Expanse is still mulling pricing options for its first product but it is considering a model where it is paid a percentage of profits that its customers take in from producing better outcomes at lower costs. Using the aforementioned example where an oncologist has to choose between three treatment options for melanoma, Eldering explained the pricing model this way; if in that scenario, "we can determine that the cost savings to the insurance company is $10,000 on average [per patient] based on the ability to make the genetic-based recommendation, then we want to shoot for a part of that whether that’s a third to forty percent" of the costs savings.
If this particular business model is adopted, the company would also apply it to other products its plans to develop for its portfolio. These include a social networking software that would allow users to find genetically similar patients — so-called SNP buddies. Customers of this tool — individuals suffering from a particular disease, for instance — could use the application to connect with other patients dealing with the same condition and form support groups through which they could share disease management tips, for example. This would also create a pool of potential study participants from a research standpoint. A third longer-term product would provide users with product recommendations that are tailored to their genetic make up, including things like cosmeceuticals, — cosmetic products that have biologically active ingredients — consumer electronics, and fashion choices.
In terms of setting a price point for a product recommendation application, for example, if the manufacturer of a $300 cosmeceutical finds that by making genetic-based recommendations they can increase sales and pricing of their products because customers are willing to pay more for a product that’s tailored to their genes, "we would expect to get a percentage of that lift," Eldering said.

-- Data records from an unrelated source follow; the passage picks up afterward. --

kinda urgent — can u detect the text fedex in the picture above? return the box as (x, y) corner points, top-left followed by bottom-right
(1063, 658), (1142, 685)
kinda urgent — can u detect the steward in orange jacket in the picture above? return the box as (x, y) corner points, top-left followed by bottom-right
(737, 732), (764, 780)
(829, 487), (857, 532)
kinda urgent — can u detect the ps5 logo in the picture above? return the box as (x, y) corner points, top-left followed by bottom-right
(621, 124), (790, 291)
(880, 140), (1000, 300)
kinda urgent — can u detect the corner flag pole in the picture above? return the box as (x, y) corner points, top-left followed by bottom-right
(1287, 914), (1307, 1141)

Expanse Bioinformatics initially opened its doors in the early 2000s as a targeted advertising company called Expanse Networks which developed systems for figuring out consumer demographics based on their purchases and viewing habits. The company sold the IP underlying that business in 2004 and then re-launched in 2007 in Philadelphia with its sights set on developing products for the genomics market and a newly developed set of algorithms in tow.

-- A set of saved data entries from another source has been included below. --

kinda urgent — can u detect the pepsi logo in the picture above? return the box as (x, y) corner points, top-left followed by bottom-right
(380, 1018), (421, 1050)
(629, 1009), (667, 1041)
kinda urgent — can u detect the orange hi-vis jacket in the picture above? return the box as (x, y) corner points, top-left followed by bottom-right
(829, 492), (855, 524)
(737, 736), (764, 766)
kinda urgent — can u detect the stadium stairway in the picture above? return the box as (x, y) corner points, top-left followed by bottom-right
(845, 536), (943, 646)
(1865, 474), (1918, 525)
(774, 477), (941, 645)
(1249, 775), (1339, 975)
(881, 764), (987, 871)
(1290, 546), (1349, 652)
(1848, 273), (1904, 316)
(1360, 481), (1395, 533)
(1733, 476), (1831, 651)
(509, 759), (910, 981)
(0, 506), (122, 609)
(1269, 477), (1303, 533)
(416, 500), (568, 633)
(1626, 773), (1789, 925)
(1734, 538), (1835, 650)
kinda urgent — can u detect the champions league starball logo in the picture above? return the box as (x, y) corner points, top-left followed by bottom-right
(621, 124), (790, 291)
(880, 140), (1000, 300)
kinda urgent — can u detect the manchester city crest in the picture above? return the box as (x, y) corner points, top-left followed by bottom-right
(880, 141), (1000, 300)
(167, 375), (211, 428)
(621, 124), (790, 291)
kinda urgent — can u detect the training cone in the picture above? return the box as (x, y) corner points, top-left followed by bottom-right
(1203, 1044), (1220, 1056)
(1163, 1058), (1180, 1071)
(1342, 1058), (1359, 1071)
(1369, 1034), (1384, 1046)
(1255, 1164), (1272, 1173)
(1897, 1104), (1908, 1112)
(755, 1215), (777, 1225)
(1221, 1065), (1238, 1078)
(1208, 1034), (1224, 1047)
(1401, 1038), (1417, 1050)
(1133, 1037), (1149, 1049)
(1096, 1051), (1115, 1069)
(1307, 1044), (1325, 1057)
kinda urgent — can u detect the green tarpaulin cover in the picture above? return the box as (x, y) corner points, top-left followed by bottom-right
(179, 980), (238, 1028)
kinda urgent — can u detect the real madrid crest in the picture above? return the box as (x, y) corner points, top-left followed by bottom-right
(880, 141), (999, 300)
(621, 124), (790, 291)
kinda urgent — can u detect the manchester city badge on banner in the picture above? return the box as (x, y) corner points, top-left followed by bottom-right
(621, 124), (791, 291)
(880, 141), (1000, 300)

Expanse sees IBM and Watson as its main competitor targeting the same sorts of customers and using an approach to analyzing data that’s along the same lines as its own. While its true that Expanse is a much smaller company — it currently has five employees, fewer resources, and is self-funded, though it plans to fundraise this year — Eldering believes that there is a share of the market to be had. The company intends to compete by focusing on very specific applications and demonstrating the benefits of using its solution to cut costs and improve care in the short term.